The Republican proposal would also take away funding included in ARPA to send “tiger teams” of unemployment experts to states to assess their unemployment systems and recommend fixes, said Michele Evermore, the former deputy policy director for the Labor Department’s Office of Unemployment Insurance Modernization, and now a senior fellow at the progressive Century Foundation. 

“It seems counterintuitive that if you want to fight fraud, you take away the funding that the Department of Labor is using to fight fraud,” she said.

Evermore added, “I think there's a lot of misunderstanding about what the Department of Labor is doing with the funds,” referring to the $400 million the bill would claw back. 

Republicans have taken aim at spending federal dollars for purposes they consider to be “woke.” Smith, in particular, criticized money being used for “equity” purposes, which he does not see as helping to prevent fraud.
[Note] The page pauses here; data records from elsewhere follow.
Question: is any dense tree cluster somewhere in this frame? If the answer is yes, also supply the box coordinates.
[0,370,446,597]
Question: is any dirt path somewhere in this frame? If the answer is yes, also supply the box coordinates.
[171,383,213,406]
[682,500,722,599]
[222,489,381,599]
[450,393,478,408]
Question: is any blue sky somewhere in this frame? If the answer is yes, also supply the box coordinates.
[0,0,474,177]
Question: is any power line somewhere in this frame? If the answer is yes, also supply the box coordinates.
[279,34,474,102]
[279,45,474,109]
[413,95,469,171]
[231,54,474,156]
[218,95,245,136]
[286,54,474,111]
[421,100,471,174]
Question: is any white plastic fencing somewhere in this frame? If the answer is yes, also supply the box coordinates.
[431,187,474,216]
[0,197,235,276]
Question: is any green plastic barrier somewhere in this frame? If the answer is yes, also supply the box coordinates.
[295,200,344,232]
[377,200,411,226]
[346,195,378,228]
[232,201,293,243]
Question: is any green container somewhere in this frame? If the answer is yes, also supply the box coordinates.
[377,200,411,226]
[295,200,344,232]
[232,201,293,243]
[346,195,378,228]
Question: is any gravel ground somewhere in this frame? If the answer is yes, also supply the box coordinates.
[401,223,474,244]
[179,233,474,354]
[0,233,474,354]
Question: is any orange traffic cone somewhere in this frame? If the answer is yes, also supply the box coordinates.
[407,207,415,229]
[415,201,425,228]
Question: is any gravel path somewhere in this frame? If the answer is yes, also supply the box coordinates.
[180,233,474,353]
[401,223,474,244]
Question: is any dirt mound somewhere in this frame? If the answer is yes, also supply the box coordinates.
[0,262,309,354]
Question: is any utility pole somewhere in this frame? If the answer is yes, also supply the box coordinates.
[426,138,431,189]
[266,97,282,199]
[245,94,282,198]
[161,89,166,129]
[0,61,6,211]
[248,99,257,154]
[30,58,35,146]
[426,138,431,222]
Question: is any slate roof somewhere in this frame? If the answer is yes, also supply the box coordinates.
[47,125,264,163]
But Evermore says that the Labor Department’s efforts to advance equity involve such things as getting states to provide information about uninsurance in more languages to lessen the chance for mistakes in the future.

“If you ask the people the right questions, and you give people an understandable application, then they're going to answer questions right,” she said. “You're going to minimize confusion.”

Evermore also argued that allowing states to keep some of the recouped money would not necessarily lead to more modern IT systems because states have no way of knowing how much they’ll recoup and therefore whether they’ll have the money for an upgrade.

During the debate, Republicans regularly touted their proposal as an effort to recover improperly given funds on behalf of taxpayers. 

“Democrats in Washington—they turned a blind eye,” said Smith, the chairman.

He and other Republicans, for instance, were angered last year when the Labor Department issued a guidance excusing states from tracking down the money in entire categories of cases, like those in which people were paid unemployment despite saying they were not available to find work.

“The Biden administration changed the rules to make it easier for states to sweep potential cases of fraud under the rug,” Smith said.